If you run a chatbot on your website, or you're thinking about it, here's what actually determines whether it works:

  • Your knowledge base needs an owner. Someone who decides what goes in, what gets removed, and when content is stale enough to archive. Not a committee. One person.
    • Single-topic documents outperform long articles. A focused document covering exactly one process retrieves precisely. A 3,000-word product manual retrieves fragments that confuse the model. Break it up.
      • Answer-first structure matters. Language models weight early content more heavily. Put the answer in the first 60 words. Background goes after.
        • Freshness SLAs are not optional. Every document needs a last-verified date and a review cycle. For high-velocity businesses, quarterly is too slow.
          • Archiving is more important than creating. Old content that stays in the knowledge base is an accuracy liability. Sunset it. Don't just leave it.
          • The Opportunity

            The businesses that get real value from AI chatbots are not the ones using the most sophisticated models. They are the ones that treat their knowledge base as infrastructure. Governed, maintained, and fed by a continuous improvement loop.

            That level of curation takes work. But the alternative is a chatbot that sounds confident, looks professional, and gives wrong answers to everyone who trusts it.

            We build chatbots at Kern. We also build the knowledge infrastructure that makes them accurate.
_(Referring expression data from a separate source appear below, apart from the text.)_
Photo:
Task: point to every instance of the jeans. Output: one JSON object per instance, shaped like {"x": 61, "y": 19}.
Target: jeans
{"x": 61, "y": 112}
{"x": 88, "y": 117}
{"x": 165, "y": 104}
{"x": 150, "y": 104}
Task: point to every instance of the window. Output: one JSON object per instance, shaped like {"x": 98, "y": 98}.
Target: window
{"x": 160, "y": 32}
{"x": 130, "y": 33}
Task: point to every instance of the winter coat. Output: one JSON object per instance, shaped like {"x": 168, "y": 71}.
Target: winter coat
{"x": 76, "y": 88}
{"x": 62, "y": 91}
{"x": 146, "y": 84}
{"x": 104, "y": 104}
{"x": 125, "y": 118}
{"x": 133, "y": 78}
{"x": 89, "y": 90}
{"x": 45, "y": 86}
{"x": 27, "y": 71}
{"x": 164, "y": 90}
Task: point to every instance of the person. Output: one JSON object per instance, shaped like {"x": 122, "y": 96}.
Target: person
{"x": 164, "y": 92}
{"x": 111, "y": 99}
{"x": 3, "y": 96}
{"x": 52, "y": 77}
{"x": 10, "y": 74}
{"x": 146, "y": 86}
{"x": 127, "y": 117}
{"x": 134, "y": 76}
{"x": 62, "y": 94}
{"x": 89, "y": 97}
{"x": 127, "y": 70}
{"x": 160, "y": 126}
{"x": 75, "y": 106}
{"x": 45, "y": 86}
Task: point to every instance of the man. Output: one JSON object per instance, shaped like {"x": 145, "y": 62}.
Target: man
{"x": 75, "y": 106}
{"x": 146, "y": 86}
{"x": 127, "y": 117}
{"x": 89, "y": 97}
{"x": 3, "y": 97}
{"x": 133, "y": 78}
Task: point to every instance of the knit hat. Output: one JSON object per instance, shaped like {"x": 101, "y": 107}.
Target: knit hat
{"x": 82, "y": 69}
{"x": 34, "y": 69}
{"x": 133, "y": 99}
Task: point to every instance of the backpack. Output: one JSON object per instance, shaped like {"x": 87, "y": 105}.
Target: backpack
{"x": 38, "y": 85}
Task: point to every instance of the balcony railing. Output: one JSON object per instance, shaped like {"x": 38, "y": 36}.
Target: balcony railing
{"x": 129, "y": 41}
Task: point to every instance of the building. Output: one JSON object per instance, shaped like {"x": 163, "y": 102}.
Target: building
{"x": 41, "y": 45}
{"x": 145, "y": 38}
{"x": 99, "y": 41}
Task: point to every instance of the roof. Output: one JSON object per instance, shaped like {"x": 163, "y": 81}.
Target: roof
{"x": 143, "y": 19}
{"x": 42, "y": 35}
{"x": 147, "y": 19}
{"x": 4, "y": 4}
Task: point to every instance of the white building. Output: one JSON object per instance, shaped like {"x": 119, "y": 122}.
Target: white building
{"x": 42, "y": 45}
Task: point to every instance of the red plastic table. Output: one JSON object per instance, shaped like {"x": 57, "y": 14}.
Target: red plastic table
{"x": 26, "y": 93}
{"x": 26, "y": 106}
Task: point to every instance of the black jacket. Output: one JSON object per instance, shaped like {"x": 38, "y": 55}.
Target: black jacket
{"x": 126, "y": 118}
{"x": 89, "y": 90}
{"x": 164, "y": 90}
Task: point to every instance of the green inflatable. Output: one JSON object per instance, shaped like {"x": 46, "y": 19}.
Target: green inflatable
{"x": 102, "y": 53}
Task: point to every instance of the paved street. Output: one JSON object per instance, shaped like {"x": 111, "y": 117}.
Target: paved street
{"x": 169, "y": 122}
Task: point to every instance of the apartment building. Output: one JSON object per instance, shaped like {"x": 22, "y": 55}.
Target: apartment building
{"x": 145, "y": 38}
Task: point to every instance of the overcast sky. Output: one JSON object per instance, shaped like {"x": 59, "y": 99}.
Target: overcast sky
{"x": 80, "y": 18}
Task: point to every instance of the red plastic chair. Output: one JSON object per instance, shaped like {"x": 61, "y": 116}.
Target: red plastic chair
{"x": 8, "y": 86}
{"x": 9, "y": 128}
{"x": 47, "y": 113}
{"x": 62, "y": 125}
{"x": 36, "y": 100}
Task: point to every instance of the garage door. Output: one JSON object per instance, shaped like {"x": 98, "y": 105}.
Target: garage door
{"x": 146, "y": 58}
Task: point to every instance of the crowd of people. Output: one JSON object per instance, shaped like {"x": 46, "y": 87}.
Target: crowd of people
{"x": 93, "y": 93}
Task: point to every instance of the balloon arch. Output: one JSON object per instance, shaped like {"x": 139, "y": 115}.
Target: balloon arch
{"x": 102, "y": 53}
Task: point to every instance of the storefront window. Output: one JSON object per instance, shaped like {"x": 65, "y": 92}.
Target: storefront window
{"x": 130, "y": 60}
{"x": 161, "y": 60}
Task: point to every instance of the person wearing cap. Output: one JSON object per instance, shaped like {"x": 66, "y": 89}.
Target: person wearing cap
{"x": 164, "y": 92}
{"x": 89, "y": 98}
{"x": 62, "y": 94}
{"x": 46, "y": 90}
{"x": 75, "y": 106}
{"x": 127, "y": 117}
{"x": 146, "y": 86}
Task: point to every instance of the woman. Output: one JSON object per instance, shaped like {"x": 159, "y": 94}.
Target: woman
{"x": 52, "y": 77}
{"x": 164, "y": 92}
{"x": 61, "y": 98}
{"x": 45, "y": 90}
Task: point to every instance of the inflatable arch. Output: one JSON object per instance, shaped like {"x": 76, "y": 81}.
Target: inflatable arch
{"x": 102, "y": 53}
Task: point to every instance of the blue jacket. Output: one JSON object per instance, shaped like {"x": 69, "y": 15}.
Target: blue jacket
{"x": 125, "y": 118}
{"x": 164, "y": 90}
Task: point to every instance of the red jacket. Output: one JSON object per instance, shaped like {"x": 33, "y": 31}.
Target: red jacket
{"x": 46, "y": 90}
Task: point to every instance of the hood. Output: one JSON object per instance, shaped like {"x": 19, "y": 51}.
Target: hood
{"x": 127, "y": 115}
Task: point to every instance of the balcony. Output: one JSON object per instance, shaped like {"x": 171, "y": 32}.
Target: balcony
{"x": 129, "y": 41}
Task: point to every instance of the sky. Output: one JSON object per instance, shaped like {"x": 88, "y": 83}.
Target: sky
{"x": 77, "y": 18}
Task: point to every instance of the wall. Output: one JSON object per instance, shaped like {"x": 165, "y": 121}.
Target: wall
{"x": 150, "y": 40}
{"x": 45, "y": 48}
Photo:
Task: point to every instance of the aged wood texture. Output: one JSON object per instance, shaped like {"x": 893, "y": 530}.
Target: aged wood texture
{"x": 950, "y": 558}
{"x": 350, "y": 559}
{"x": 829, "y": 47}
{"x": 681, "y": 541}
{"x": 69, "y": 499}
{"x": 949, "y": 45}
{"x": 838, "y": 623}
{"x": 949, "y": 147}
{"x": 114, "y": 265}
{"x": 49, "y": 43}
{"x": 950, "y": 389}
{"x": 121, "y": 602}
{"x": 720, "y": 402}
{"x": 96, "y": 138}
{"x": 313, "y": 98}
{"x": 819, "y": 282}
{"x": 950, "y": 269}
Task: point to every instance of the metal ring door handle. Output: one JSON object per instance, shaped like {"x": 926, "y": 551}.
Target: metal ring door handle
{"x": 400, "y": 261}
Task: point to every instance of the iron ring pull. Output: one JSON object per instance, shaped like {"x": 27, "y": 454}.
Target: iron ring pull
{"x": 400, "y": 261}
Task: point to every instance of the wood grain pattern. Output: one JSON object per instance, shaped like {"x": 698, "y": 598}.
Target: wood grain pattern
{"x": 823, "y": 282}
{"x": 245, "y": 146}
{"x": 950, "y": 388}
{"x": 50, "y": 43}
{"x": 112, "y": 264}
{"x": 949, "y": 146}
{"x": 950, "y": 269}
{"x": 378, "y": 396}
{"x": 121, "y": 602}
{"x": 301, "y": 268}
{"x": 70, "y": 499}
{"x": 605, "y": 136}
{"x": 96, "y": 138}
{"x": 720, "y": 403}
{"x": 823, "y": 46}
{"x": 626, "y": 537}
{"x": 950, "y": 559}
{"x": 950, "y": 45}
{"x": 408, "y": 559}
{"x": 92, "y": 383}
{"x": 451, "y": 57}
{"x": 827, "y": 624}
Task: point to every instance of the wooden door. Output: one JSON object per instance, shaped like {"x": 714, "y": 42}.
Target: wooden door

If you want a chatbot that actually answers your customers' questions — not one that fabricates answers 52% of the time — start here.

            The model is ready. The question is whether your data is.


            AM
            Armin Marxer

            Founder of Kern, CoolMinds, and MFTPlus. 30 years building systems that don't have off-the-shelf answers. Writes at zeroclue.dev.

            Frequently Asked Questions

            Why does my chatbot give wrong answers if I'm using a good AI model?

            Because the answers come from your knowledge base, not the model's training data. A RAG chatbot retrieves documents and generates answers from them. If the documents are outdated, conflicting, or incomplete, the model will faithfully reproduce those problems. A better model doesn't fix bad source data.

            How often should I update my chatbot's knowledge base?

            Every time your business changes. New pricing, updated policies, discontinued services, or product changes all need to be reflected in the knowledge base. For most businesses, a quarterly review is a baseline. For high-velocity businesses — ecommerce, real estate — monthly is safer. Stale knowledge is the most common cause of chatbot complaints.

            What's the difference between a scripted chatbot and an AI chatbot?

            A scripted chatbot follows decision trees you build manually. An AI chatbot (RAG) searches your knowledge base and generates answers from what it finds. The AI chatbot is more flexible and handles complex questions, but it's only as accurate as the documents it retrieves. The scripted chatbot is limited but predictable. Both fail if the underlying content is wrong.

            How many documents does my knowledge base need?

            Fewer than you think. A focused set of 30-50 well-written, single-topic documents outperforms a library of 500 poorly organised ones. Depth and clarity matter more than volume. Every additional document that isn't governed makes retrieval slightly worse, not better.